This past semester has been my first without a foreign language class. My interest and desire led me to pursue a minor in German, but my steady focus means I finished all those requirements last year. While I appreciate the opportunity to focus on math and prepare for my future after graduation, I miss the constant challenge, the neverending pile of vocabulary and grammatical structure to master, and the feeling of success that accompanies each milestone.

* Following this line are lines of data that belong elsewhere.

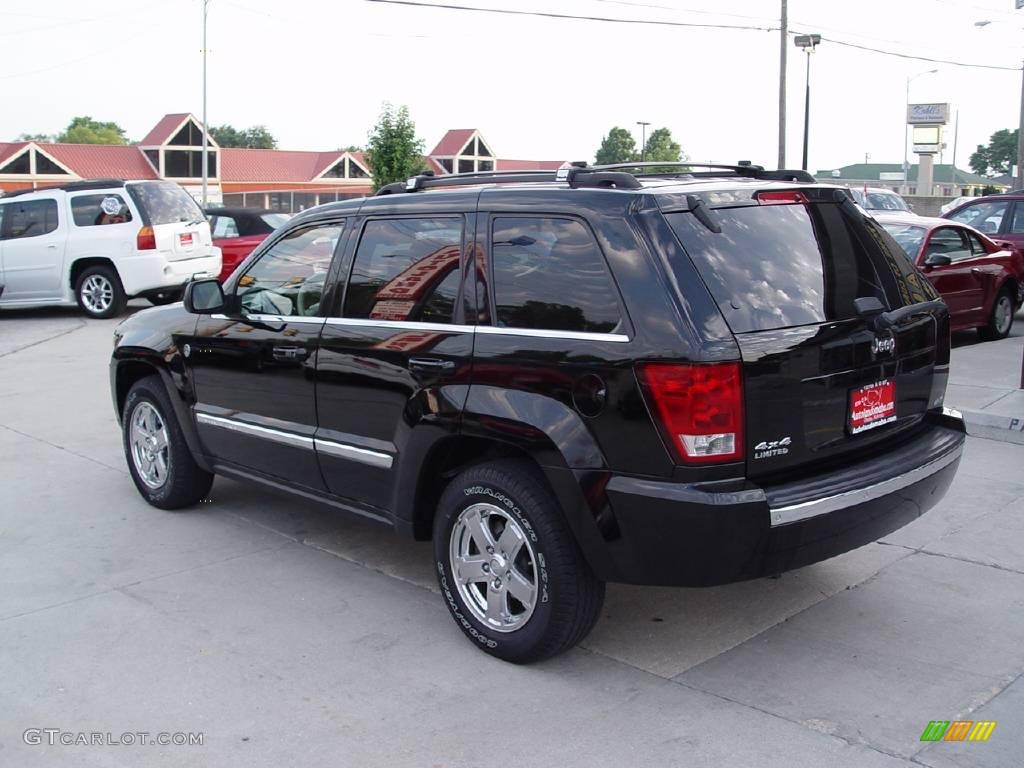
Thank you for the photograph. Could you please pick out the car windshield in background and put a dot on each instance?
(782, 265)
(273, 220)
(165, 203)
(908, 237)
(884, 202)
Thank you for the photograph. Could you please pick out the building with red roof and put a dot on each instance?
(280, 179)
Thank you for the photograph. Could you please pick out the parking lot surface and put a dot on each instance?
(289, 635)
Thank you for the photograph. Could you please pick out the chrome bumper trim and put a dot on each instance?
(805, 510)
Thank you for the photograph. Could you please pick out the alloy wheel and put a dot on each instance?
(495, 567)
(147, 438)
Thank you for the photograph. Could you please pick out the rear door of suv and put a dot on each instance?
(396, 349)
(822, 383)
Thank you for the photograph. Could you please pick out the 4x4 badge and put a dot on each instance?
(768, 449)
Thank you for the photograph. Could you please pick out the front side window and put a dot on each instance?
(550, 274)
(288, 280)
(29, 219)
(948, 242)
(99, 210)
(985, 217)
(407, 269)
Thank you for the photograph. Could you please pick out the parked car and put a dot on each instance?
(562, 379)
(99, 243)
(880, 200)
(997, 216)
(982, 282)
(238, 230)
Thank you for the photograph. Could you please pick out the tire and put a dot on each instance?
(547, 568)
(163, 469)
(99, 293)
(1000, 320)
(165, 297)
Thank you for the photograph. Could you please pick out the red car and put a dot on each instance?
(980, 281)
(238, 230)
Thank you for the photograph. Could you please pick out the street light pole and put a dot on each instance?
(808, 43)
(205, 133)
(643, 139)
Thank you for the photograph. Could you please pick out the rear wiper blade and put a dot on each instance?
(702, 213)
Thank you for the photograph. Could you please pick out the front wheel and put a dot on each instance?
(159, 460)
(509, 569)
(1000, 320)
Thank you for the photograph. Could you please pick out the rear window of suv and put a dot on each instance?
(165, 203)
(781, 265)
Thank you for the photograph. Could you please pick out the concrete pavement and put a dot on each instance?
(289, 635)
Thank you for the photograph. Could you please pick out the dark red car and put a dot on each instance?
(238, 230)
(981, 282)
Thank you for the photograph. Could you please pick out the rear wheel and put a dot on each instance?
(509, 569)
(158, 456)
(99, 293)
(1000, 320)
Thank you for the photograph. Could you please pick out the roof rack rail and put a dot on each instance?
(580, 174)
(577, 175)
(742, 168)
(89, 183)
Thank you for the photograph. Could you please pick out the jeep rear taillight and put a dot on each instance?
(699, 409)
(145, 240)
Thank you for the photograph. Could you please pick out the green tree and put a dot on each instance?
(617, 146)
(85, 130)
(662, 147)
(254, 137)
(393, 151)
(998, 157)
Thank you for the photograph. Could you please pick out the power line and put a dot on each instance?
(659, 23)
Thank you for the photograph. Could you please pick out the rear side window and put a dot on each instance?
(98, 210)
(407, 269)
(780, 265)
(164, 203)
(550, 274)
(29, 219)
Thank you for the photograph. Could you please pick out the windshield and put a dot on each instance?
(908, 237)
(886, 202)
(165, 203)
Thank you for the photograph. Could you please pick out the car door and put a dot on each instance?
(957, 282)
(254, 368)
(395, 356)
(34, 238)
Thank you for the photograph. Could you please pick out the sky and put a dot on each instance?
(316, 73)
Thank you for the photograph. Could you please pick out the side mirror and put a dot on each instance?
(937, 259)
(204, 297)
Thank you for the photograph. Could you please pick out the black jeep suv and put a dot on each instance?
(563, 379)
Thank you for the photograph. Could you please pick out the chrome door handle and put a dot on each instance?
(430, 364)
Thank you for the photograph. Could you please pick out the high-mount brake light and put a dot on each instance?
(780, 198)
(699, 409)
(145, 240)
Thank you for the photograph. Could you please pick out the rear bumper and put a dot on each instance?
(705, 535)
(141, 273)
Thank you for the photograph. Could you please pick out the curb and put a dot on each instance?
(993, 427)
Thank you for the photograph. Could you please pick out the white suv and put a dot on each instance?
(99, 243)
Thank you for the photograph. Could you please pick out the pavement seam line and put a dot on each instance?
(43, 440)
(82, 324)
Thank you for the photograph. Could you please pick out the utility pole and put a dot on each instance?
(783, 34)
(643, 139)
(1020, 143)
(206, 141)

Language contains nuances that you simply do not see until you’re looking in from the outside. It shifts and changes according to the needs of the people who speak it. As a result, it contains clues about the population’s values and offers an intimate cultural perspective that is difficult to achieve any other way. As obvious as it may sound, I did not realize until I immersed myself in German that English has these same properties. New words are introduced at a breathtaking rate, spread and accepted by the general population through the Internet. Misunderstood words and phrases are used incorrectly by a large enough percentage that the new understanding becomes an acceptable informal term.
In the midst of studying for a language test or grappling with a difficult written analysis in your target language, it can feel as though one will never achieve fluency. Although this is a personal goal of mine, I still have a long, long way to go. One of the difficulties is that fluency, as I define it, is a moving target. I could speak and understand formal German perfectly, but I would feel lost the first time I stepped into Germany, or even listened to a German pop song. Contractions, informal phrasing, and slang are just a few of the difficulties and they change almost constantly.
One of the current issues with German is that words are gendered, making it difficult to refer to a group of mixed genders. Although one could use the plural form for both genders, similar to saying “ladies and gentlemen” in English, the length and inconvenience has lead many to drop the feminine and just using the masculine plural. The issue, of course, is that women’s presence and experiences are already being overlooked, with negative consequences, and this language doesn’t help. Many are advocating for a standardized neutral form, but it is difficult to push linguistic change.
While I may take one more German class at OU, any future language learning I choose to undertake will most likely be self-guided. While there are a plethora of resources available through libraries and the Internet, I will need to exercise care to ensure that they are accurate. Without a fluent instructor at my disposal, I plan to rely on examples of native speakers, particularly through entertainment, in order to guide my understanding of informal structures as I progress.